If this threat is permitted to fully and suddenly emerge, all actions, all words and all recriminations would come too late. Trusting in the sanity and restraint of Saddam Hussein is not a strategy, and it is not an option.

The dictator who is assembling the world's most dangerous weapons has already used them on whole villages, leaving thousands of his own citizens dead, blind or disfigured.

Iraqi refugees tell us how forced confessions are obtained: by torturing children while their parents are made to watch. International human rights groups have catalogued other methods used in the torture chambers of Iraq: electric shock, burning with hot irons, dripping acid on the skin, mutilation with electric drills, cutting out tongues, and rape.

If this is not evil, then evil has no meaning.

And tonight I have a message for the brave and oppressed people of Iraq: Your enemy is not surrounding your country, your enemy is ruling your country. And the day he and his regime are removed from power will be the day of your liberation.

The world has waited 12 years for Iraq to disarm. America will not accept a serious and mounting threat to our country and our friends and our allies.

The United States will ask the U.N. Security Council to convene on February the 5th to consider the facts of Iraq's ongoing defiance of the world. Secretary of State Powell will present information and intelligence about Iraqi's -- Iraq's illegal weapons programs, its attempts to hide those weapons from inspectors and its links to terrorist groups.

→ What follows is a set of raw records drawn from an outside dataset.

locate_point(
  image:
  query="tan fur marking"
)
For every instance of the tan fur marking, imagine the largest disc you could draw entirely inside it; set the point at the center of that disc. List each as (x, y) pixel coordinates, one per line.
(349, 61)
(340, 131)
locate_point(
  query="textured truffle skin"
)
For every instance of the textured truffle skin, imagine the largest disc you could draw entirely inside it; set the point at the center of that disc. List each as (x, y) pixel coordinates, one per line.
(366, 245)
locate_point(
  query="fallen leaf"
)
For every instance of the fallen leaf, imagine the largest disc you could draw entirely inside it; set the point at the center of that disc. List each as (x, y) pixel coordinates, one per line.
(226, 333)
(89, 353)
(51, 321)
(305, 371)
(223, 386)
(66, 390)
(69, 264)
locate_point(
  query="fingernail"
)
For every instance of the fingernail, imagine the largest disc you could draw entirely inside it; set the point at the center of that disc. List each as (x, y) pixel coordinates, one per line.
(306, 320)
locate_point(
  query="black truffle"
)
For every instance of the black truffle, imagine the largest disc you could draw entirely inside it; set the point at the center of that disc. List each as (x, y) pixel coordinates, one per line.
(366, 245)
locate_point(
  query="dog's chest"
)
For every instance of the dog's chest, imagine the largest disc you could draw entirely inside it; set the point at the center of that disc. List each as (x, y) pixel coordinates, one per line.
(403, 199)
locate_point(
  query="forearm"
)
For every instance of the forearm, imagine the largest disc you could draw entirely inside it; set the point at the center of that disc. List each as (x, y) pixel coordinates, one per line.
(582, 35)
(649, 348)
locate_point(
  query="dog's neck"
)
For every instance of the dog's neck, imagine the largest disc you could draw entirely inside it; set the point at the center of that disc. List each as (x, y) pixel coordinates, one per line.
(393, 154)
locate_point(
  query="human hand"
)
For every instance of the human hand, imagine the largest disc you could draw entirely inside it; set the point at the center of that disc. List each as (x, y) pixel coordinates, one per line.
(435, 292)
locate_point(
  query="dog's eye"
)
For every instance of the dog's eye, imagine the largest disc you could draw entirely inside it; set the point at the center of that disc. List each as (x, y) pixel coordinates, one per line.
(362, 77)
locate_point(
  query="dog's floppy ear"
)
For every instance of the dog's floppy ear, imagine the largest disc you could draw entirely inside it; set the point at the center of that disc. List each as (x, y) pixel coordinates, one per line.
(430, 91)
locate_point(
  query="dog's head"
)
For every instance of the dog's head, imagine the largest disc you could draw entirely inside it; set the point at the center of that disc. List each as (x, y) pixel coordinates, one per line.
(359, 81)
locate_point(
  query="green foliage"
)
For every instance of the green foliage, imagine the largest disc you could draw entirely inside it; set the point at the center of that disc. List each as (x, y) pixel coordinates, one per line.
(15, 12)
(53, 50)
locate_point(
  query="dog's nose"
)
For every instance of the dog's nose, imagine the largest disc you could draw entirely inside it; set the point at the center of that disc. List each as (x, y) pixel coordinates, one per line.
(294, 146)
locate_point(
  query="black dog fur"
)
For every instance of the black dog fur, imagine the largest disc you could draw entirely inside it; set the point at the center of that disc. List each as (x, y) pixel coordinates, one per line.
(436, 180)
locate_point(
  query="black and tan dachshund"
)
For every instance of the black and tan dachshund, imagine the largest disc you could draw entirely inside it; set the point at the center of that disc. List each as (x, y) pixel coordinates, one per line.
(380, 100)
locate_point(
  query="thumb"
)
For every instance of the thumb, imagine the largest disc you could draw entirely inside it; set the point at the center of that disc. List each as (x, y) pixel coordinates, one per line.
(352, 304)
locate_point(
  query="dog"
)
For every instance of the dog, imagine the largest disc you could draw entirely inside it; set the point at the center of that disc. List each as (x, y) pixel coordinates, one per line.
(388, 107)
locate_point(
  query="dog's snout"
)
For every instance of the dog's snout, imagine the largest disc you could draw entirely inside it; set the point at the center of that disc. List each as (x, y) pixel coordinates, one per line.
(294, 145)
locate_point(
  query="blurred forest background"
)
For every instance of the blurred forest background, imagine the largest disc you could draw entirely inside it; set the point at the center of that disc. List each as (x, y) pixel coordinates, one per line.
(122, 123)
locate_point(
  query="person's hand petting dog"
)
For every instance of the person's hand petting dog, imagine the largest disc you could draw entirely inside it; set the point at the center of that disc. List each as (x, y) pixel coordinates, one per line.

We will consult, but let there be no misunderstanding: If Saddam Hussein does not fully disarm for the safety of our people, and for the peace of the world, we will lead a coalition to disarm him.
Some may argue that Bush does make a moral case for the war here, by pointing out how evil Saddam is. Bush raises the issue of Saddam's violence against his own people, not as an argument for war in itself, but merely to show that Saddam is a ruthless person who stops at nothing, and therefore can't be trusted with WMDs. The relevance of Saddam's evil to American interests is described entirely as a byproduct of Iraq's putative possession of WMDs. Bush knows this, which is why the one paragraph dealing with Saddam's evil is preceded by thirty paragraphs dealing with WMDs, and followed by three more dealing with WMDs.

It's not that Saddam's evil is irrelevant to Bush's argument for the need to "confront" Iraq, of course. If Saddam weren't evil, then we'd probably be willing to live with him having WMDs. After all, we're not invading England or India, because they're not evil.

When Bismarck famously remarked that the Balkans "were not worth the bones of a single Pomeranian grenadier," he was pointing out that while many bad things might be going on in the Balkans, Germany had no strategic interest in the place. Likewise, Bush clearly (and rightly) feels that the very great evil being perpetrated by regimes in places like Burma, Zimbabwe, or the Sudan are not worth the bones of a single American grenadier. What distinguishes Iraq from these other cases of evil-doing is (or was) the putative WMDs. Reading the SOTU address, it's hard to come to any other conclusion.

While the war may not have been justified even if Saddam had possessed WMDs, it's absolutely clear that in the absence of those WMDs, there was no need to wage a war that to date has cost the United States tens of thousands of casualties and a quarter trillion dollars.

Which is why yesterday's claim to Barbara Wa-wa strains credulity.